Tuesday, August 20, 2013

Dragon 32

You can keep your sleek Apple, Sony, Toshiba, Dell and HP computers - I want a Dragon 32 microcomputer with a chunky keyboard and futuristic red dragon motif. Launched in August 1982 the Dragon has come to be regarded as Wales's only ever genuine home computer. The company behind the project - Dragon Data Ltd of Port Talbot - was hoping to cash in on the domestic computer boom of the era. Costing £175 the Dragon was aimed at adults and kids alike. Initial sales were promising with over 40,000 units sold within its first year mainly through Dixons and Boots the Chemist. Other outlets included Merthyr Micros and Cwmbran Computer Centre. Punters were kept up-to-date with product developments via house magazine Dragon User. The Dragon's main plus point was that it had more raw computational power than many of its rivals. Its multi-port functionality also made it popular with hobbyists, as did its spacious motherboard which proved ideal for home modification. In addition it was great for playing games such as Donkey King. But the Dragon also had fatal weaknesses.

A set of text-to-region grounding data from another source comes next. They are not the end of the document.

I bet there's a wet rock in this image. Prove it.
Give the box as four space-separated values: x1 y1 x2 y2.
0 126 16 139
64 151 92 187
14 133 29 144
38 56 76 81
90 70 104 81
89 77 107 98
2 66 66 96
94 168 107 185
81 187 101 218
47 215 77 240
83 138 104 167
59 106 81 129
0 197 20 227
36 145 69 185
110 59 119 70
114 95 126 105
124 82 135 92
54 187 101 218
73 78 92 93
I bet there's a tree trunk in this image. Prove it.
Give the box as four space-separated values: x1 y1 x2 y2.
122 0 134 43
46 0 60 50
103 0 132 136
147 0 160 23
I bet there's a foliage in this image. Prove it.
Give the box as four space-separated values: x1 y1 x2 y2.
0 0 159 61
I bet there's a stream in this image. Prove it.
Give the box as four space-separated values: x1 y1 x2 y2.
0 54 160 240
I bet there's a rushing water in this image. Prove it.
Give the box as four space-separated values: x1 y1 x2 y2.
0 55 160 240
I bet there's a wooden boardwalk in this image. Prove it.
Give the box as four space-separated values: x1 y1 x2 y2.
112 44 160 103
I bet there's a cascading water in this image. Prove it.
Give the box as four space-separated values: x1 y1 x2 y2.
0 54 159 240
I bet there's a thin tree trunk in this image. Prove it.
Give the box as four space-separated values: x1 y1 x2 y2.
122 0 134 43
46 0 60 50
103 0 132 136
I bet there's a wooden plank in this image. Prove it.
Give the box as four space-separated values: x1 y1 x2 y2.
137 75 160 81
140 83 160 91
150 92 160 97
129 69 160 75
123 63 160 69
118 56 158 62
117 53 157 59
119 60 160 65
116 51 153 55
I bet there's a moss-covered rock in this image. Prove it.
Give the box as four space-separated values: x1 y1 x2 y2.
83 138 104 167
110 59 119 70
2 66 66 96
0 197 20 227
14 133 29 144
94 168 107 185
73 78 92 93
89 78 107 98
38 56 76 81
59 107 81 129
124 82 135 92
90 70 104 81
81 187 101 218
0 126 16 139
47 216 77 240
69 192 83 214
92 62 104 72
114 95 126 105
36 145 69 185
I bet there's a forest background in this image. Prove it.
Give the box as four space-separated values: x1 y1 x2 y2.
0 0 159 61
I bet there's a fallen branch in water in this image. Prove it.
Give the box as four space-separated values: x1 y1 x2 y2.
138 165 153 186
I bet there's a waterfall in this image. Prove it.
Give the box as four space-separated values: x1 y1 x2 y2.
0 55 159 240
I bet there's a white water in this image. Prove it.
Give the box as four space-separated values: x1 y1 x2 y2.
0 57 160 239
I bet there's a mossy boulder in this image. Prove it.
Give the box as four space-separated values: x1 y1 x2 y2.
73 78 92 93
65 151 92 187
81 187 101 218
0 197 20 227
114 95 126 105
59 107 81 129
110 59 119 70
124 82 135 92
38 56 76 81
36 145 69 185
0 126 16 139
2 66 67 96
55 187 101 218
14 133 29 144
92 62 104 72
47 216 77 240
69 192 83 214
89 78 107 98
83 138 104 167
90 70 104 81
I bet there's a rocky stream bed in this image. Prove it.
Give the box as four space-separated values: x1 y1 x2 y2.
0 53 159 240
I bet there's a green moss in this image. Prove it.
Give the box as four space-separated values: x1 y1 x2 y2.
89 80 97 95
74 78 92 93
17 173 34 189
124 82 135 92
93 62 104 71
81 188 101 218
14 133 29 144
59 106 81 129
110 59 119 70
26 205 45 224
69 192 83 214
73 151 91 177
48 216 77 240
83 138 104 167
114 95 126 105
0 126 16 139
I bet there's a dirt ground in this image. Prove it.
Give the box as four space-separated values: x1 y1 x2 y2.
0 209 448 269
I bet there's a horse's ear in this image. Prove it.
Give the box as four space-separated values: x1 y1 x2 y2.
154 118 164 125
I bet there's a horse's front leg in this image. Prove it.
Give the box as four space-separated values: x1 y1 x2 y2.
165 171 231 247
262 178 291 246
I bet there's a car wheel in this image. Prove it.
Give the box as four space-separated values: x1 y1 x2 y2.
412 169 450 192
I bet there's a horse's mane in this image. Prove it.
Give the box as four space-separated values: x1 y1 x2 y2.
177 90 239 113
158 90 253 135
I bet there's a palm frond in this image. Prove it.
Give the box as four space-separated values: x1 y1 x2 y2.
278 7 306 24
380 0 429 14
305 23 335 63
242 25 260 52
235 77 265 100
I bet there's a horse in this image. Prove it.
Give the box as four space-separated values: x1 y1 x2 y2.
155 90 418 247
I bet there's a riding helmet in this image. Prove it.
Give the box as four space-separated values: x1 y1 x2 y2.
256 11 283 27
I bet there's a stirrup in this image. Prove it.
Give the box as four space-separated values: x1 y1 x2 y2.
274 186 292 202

Its graphical capabilities were inferior to those of its competitors; even worse it struggled to display lower-case letters. These limitations excluded it from the increasingly lucrative office and educational markets. Although a Dragon 64 model was launched it was quickly outstripped by the likes of Commodore, Spectrum, Acorn and Atari and in June '84 Dragon Data Ltd went bankrupt and collapsed. Dragon was eventually taken over by GEC and thereafter ceased to be a Welsh company.